Ich gebe es zu: Mir erschließt sich nicht immer sofort, warum dieses oder jenes Buch besonders bedeutend, interessant oder wertvoll sein soll. Es kommt eben vor, dass sich dieses bestimmte Stückchen (Literatur-)Geschichte außerhalb des eigenen Bildungshorizonts befindet. Umso befriedigender ist es, wenn man sich der Sache annimmt und mit ein bisschen Beharrlichkeit immens spannende Lesespuren findet. Genau so erging es mir mit einem Buch aus der Sammlung des MoneyMuseums, das ich Ihnen heute vorstellen möchte.

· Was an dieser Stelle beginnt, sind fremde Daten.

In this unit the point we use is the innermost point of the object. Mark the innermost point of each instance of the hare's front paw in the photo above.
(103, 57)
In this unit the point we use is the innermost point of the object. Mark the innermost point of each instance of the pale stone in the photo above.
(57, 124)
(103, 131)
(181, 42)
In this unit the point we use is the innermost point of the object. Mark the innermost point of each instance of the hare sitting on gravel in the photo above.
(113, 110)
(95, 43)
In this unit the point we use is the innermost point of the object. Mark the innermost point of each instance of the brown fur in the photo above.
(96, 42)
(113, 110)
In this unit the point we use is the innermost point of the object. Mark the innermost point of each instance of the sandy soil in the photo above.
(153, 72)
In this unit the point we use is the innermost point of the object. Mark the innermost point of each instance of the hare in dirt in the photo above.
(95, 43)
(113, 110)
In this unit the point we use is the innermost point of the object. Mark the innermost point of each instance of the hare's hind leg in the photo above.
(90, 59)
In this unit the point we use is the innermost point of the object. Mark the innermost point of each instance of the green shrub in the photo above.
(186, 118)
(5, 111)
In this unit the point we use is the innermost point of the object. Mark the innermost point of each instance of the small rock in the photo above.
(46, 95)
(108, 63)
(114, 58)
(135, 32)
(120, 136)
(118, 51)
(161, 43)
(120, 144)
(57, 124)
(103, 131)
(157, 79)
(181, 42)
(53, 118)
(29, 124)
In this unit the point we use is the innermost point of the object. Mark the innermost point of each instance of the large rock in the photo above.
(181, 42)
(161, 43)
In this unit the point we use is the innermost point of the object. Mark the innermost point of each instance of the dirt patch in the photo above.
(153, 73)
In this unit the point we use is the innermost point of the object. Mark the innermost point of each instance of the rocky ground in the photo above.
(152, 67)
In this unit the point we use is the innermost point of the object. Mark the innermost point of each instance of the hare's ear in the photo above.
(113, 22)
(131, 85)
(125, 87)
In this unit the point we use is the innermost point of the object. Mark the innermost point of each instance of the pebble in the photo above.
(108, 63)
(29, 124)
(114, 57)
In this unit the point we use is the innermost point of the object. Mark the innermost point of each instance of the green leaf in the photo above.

Anfangs hatte ich lediglich eine französische Nacherzählung einer alten Rittersage aus dem karolingischen Sagenkreis vor mir liegen, mit der ich herzlich wenig anfangen konnte. Die Handlung der Geschichte war unfassbar lang und kompliziert, die Pointe nicht gerade offensichtlich. Dann stieß ich auf Bilder einer Bronzestatue der vier sagenhaften Ritterssöhne, die in Köln unweit meiner alten Schule steht und an der ich früher unzählige Male vorbeigekommen sein muss. Ich forschte weiter und fand heraus, dass es mehrere sich überschneidende Rittersagen und Heiligenlegenden gibt, die alle in meiner Heimatstadt Köln zusammenlaufen – sogar im Kloster St. Pantaleon, in dem ich getauft wurde. Wie aus dem französischen Ritter Reinoldus der Heilige Reinhold von Köln wurde, erfahren Sie jetzt im Schnelldurchlauf.
Artikeltext:
Was es mit den Haimonskindern auf sich hat
Die Haimonsage ist eine bekannte altfranzösische Rittersage. Im Mittelalter wurden diese chansons de geste oder Heldenlieder, wie der Name bereits sagt, mündlich tradiert und von Spielleuten mit musikalischer Begleitung vorgetragen. Die uns vorliegende Ausgabe ist eine viel später entstandene gedruckte Nacherzählung dieser Sage. Das genaue Datum ist zwar nicht bekannt, es dürfte aber im späteren 18. oder frühen 19. Jahrhundert liegen.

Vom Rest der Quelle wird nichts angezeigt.